Oregon, like Colorado, has no statewide energy efficiency regulations or rules that are specific to growing marijuana.
“We are in the learning stages, as is much of the industry, on where
and how marijuana growing operations can reduce energy consumption,”
said Bartini.
In Washington state, which legalized recreational cannabis in 2012, rewards programs are cropping up.
Solstice, a Washington-based cannabis grower, worked with public utility
Seattle City Light to establish an incentives program for energy
efficient upgrades for “indoor agriculture”.
Alex Cooley, vice-president of Solstice, said the utility agreed to
give them a six-figure rebate if they used 100 LED lights in their
growing operation. The upgrade will put less burden on City Light’s
infrastructure and save Solstice 50% of their energy use.
“It’ll be less money for us to operate the facility over time,” said Cooley.
Solstice uses 1,000W high intensity discharge lamps (HID), which
easily compare to LEDs for the vegetative phase, where roots and leaves
are developed.
But, said Cooley, “we don’t believe that the LED technology is
necessarily there yet for the flowering side”. Flowering is when the
plants grow smokeable buds.
Gabriel Romero, communications at Xcel Energy in Denver, Colorado,
has heard similar feedback. Excel works directly with growing operations
to determine their energy needs.
“Growers tell us that it takes an extra four weeks with LEDs, and to
them it’s just not worth it from a financial standpoint,” he said.

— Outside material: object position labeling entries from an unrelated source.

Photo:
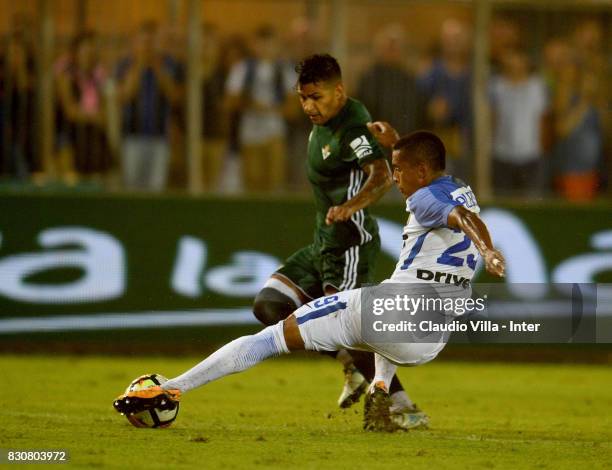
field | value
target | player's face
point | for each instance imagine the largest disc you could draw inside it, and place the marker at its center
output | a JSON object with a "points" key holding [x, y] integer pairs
{"points": [[407, 175], [321, 101]]}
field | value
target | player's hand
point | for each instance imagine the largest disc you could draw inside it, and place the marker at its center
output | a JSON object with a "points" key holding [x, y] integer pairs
{"points": [[338, 214], [384, 133], [495, 263]]}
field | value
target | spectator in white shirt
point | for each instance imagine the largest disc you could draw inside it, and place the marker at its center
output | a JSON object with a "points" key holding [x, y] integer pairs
{"points": [[519, 103]]}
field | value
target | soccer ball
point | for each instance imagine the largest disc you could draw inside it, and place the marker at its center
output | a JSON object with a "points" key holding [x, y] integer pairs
{"points": [[151, 418]]}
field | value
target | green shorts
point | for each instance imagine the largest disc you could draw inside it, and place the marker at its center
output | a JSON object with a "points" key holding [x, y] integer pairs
{"points": [[312, 268]]}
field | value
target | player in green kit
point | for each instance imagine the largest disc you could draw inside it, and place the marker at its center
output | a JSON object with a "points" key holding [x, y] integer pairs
{"points": [[348, 172]]}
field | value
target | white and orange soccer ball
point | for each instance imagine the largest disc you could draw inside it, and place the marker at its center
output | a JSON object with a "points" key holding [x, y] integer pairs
{"points": [[151, 418]]}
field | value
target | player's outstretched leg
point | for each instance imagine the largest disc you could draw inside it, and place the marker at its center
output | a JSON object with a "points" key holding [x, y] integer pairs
{"points": [[236, 356], [275, 302]]}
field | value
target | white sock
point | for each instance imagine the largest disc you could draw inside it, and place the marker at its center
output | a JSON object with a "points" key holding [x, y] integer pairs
{"points": [[385, 370], [400, 401], [239, 355], [345, 358]]}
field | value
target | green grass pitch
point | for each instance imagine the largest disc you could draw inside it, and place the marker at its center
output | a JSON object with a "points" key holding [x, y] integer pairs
{"points": [[282, 414]]}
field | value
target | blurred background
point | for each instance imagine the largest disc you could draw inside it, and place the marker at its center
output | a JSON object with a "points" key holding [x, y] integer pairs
{"points": [[152, 95], [114, 114]]}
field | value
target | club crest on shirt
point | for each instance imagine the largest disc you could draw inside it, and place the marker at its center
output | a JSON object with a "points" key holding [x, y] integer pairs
{"points": [[361, 147], [326, 151]]}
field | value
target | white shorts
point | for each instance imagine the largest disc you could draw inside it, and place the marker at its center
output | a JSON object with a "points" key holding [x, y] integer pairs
{"points": [[334, 322]]}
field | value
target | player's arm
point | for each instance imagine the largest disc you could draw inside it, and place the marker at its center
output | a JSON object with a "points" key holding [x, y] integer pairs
{"points": [[384, 133], [378, 183], [473, 226]]}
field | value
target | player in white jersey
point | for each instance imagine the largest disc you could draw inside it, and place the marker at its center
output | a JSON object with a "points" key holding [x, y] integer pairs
{"points": [[442, 238]]}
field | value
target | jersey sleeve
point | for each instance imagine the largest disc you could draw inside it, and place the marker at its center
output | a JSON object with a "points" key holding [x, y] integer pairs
{"points": [[431, 207], [359, 145]]}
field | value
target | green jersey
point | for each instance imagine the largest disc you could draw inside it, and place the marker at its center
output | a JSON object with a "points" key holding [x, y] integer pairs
{"points": [[337, 151]]}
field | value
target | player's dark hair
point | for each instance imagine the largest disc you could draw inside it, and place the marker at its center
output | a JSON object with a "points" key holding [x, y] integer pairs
{"points": [[318, 68], [424, 146]]}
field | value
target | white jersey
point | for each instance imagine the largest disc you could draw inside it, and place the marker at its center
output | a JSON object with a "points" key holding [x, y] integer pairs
{"points": [[432, 251]]}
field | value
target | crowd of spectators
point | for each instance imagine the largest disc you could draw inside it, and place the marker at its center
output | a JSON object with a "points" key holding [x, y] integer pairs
{"points": [[120, 117]]}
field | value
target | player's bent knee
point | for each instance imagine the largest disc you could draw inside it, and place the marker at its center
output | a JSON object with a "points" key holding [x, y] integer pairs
{"points": [[272, 306], [291, 332]]}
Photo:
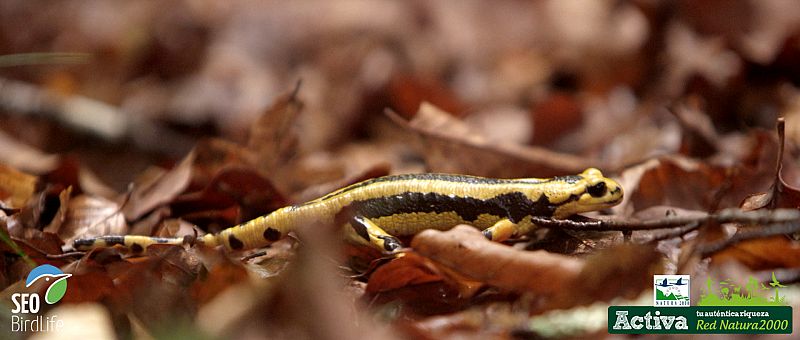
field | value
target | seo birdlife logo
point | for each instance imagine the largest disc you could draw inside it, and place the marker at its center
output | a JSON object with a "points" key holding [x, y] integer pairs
{"points": [[30, 303]]}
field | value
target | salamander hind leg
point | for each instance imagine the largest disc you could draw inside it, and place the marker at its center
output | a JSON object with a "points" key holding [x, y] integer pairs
{"points": [[367, 232]]}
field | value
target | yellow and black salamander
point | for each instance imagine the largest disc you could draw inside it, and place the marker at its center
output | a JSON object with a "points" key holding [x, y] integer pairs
{"points": [[376, 210]]}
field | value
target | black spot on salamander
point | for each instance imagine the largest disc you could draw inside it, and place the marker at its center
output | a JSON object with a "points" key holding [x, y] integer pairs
{"points": [[137, 248], [235, 243], [514, 205], [113, 240], [390, 243], [360, 228], [271, 234]]}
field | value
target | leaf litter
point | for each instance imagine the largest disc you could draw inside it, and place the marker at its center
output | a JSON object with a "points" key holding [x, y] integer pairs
{"points": [[197, 118]]}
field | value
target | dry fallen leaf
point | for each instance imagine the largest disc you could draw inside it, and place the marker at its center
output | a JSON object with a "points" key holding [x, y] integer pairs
{"points": [[15, 187]]}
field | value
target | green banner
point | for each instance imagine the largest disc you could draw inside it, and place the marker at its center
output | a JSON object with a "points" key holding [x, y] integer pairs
{"points": [[700, 320]]}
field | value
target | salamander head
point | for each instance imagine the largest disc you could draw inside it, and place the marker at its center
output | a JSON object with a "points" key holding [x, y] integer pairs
{"points": [[592, 192]]}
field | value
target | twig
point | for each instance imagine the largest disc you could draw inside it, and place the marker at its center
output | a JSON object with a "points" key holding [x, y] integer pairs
{"points": [[723, 216]]}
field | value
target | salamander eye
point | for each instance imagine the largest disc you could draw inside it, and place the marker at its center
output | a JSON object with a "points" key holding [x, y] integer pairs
{"points": [[597, 190]]}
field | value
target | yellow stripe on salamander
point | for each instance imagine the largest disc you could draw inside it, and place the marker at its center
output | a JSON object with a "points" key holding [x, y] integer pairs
{"points": [[379, 208]]}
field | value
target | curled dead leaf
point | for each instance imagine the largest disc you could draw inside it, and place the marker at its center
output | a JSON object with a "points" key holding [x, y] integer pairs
{"points": [[159, 190], [465, 250]]}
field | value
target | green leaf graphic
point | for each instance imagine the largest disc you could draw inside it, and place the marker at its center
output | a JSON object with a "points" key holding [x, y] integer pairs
{"points": [[56, 291]]}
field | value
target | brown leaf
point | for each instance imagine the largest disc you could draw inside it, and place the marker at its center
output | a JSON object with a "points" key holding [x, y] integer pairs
{"points": [[273, 137], [161, 190], [622, 271], [407, 93], [15, 187], [243, 187], [780, 193], [465, 250], [557, 115], [89, 216], [63, 206], [762, 254], [27, 158]]}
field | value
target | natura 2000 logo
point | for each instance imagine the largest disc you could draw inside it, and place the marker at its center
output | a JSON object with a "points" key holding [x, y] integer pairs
{"points": [[26, 304]]}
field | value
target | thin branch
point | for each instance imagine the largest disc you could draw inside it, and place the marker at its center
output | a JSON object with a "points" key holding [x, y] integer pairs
{"points": [[723, 216]]}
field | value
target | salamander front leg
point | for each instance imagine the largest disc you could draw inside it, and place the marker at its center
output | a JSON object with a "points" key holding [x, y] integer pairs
{"points": [[372, 234]]}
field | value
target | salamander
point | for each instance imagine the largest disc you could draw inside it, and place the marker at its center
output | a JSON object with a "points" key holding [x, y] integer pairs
{"points": [[374, 212]]}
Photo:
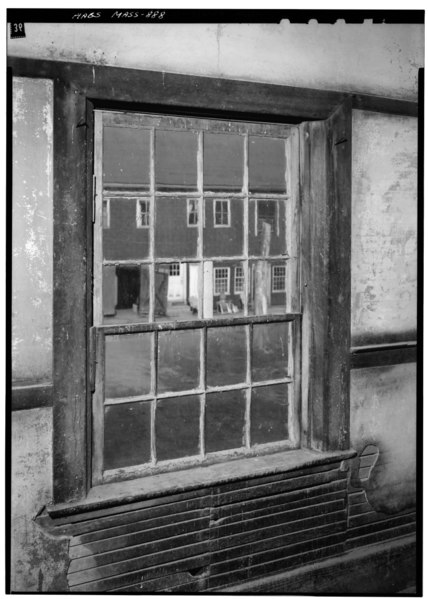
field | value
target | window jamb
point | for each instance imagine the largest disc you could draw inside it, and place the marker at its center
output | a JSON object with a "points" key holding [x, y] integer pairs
{"points": [[224, 213]]}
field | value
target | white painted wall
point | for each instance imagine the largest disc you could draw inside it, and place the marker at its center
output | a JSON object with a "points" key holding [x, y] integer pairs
{"points": [[368, 58]]}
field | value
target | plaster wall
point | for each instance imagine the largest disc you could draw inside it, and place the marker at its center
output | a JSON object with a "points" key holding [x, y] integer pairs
{"points": [[384, 221], [379, 59], [383, 413], [32, 224], [38, 561]]}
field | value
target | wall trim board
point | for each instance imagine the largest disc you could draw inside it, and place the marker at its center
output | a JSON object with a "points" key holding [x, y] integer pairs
{"points": [[383, 568], [29, 397], [181, 91], [383, 355]]}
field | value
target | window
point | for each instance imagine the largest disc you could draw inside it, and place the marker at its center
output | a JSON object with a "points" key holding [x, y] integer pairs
{"points": [[192, 213], [221, 281], [143, 214], [192, 367], [278, 279], [106, 214], [267, 212], [239, 279], [221, 213], [174, 270]]}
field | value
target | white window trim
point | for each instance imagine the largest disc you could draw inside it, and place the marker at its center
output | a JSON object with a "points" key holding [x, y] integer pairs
{"points": [[273, 278], [217, 268], [189, 200], [228, 214], [138, 214], [107, 202]]}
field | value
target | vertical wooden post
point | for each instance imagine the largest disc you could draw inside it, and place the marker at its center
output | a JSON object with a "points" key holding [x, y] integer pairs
{"points": [[326, 265]]}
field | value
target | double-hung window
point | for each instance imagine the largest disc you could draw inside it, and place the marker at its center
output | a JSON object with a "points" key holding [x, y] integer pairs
{"points": [[197, 352]]}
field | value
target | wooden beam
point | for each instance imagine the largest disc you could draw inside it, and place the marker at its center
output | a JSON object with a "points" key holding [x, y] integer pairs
{"points": [[29, 397], [69, 295], [180, 93], [326, 266]]}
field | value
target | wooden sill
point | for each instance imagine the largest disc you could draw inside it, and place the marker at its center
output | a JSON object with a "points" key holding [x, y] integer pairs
{"points": [[121, 493]]}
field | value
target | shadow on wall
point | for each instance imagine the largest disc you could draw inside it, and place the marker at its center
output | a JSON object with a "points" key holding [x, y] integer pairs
{"points": [[383, 431]]}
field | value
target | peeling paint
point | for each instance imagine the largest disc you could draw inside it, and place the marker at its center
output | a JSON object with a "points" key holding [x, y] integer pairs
{"points": [[384, 197]]}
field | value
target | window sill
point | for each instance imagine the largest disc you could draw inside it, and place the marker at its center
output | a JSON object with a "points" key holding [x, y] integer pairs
{"points": [[122, 493]]}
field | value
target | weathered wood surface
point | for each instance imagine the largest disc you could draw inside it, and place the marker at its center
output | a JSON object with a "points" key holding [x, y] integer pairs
{"points": [[326, 266], [230, 532]]}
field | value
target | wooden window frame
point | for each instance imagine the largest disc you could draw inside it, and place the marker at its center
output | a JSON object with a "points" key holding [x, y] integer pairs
{"points": [[215, 270], [106, 202], [241, 277], [273, 278], [139, 215], [221, 225], [192, 212], [78, 90]]}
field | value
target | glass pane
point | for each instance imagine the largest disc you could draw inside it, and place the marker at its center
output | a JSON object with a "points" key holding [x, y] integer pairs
{"points": [[177, 291], [269, 414], [179, 360], [266, 231], [223, 162], [223, 227], [127, 365], [126, 158], [226, 355], [266, 165], [227, 288], [225, 420], [174, 238], [175, 160], [267, 284], [177, 427], [270, 351], [125, 238], [126, 435], [126, 293]]}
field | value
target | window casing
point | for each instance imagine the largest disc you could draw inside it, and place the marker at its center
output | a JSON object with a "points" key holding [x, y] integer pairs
{"points": [[143, 214], [188, 407], [222, 213], [278, 279]]}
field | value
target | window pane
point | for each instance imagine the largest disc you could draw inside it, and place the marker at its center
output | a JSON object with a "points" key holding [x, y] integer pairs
{"points": [[175, 160], [269, 414], [266, 165], [126, 239], [177, 291], [267, 288], [270, 351], [127, 365], [227, 289], [173, 237], [126, 158], [225, 420], [266, 231], [223, 162], [178, 360], [126, 293], [177, 427], [223, 227], [226, 355], [126, 435]]}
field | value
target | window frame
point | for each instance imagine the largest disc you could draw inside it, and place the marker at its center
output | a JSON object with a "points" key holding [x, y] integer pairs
{"points": [[222, 225], [284, 277], [217, 269], [191, 212], [78, 90], [139, 219]]}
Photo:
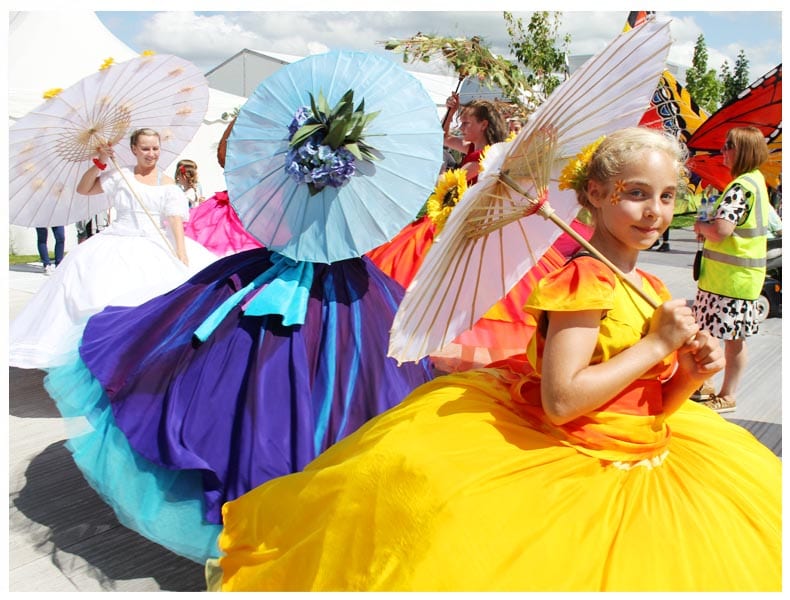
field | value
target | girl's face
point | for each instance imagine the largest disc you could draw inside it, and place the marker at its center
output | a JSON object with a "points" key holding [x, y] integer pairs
{"points": [[147, 150], [473, 129], [636, 206]]}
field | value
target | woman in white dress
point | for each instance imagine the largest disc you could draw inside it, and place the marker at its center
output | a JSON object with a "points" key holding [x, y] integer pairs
{"points": [[141, 255]]}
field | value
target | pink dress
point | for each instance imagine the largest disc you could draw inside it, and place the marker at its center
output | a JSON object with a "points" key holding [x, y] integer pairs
{"points": [[215, 224]]}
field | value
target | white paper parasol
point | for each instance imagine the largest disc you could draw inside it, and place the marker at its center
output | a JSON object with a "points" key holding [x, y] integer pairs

And while Xcel does provide rebates to businesses that lower their
kilowatt hours, the cannabis industry accounts for only a handful of
such rewards. The reason is that cannabis cultivators have no guidebook.
“In growing operations each person has a different way of doing it,” said Romero. “There’s no standard.”
‘It’s the closest thing to the sun’
As long as lighting continues to account for 80% of any indoor
grower’s electricity use, lighting companies can feast on the
marketplace.
Boulderlamp, in Colorado, has created the 315W CDL Agro grow light,
which uses less than half the wattage of a standard 1,000W high-pressure
sodium grow lamp.
If growers replace one standard lamp with two 315W CDLs, said Jack
Elliot of Boulderlamp, they can increase production by roughly 25% while
saving up to 45% on energy.
Its spectrum resembles the sun’s spectrum more than any other
artificial light source,” Elliot said. “In the cannabis world, it’s the
closest thing you can put in an indoor environment that mimics the sun.
And the plants go absolutely crazy under these things.”
Sunshine is what growers seek, but outdoor operations leave crops vulnerable.
“[Indoors] you’re able to perfect your yields and your quality much
more,” said Alex Cooley at Solstice. “But if you’re outdoors, you’re
completely subject to the season.
“As well, the vast majority of us growers have learned indoor as a result of prohibition.”
Consumers may have been trained to believe that indoor-grown is
simply better bud, but Solstice has partnered with farmers that use
multiple outdoor operations and greenhouses for cannabis cultivation. He
believes the market will eventually head outside.
“In my opinion, indoor cannabis is going to be a very shrinking
component of the market, because it’s just too expensive,” he said. “You
can’t justify the cost of $400 or $500 a pound to cultivate inside when
you can cultivate outside for $50 a pound.”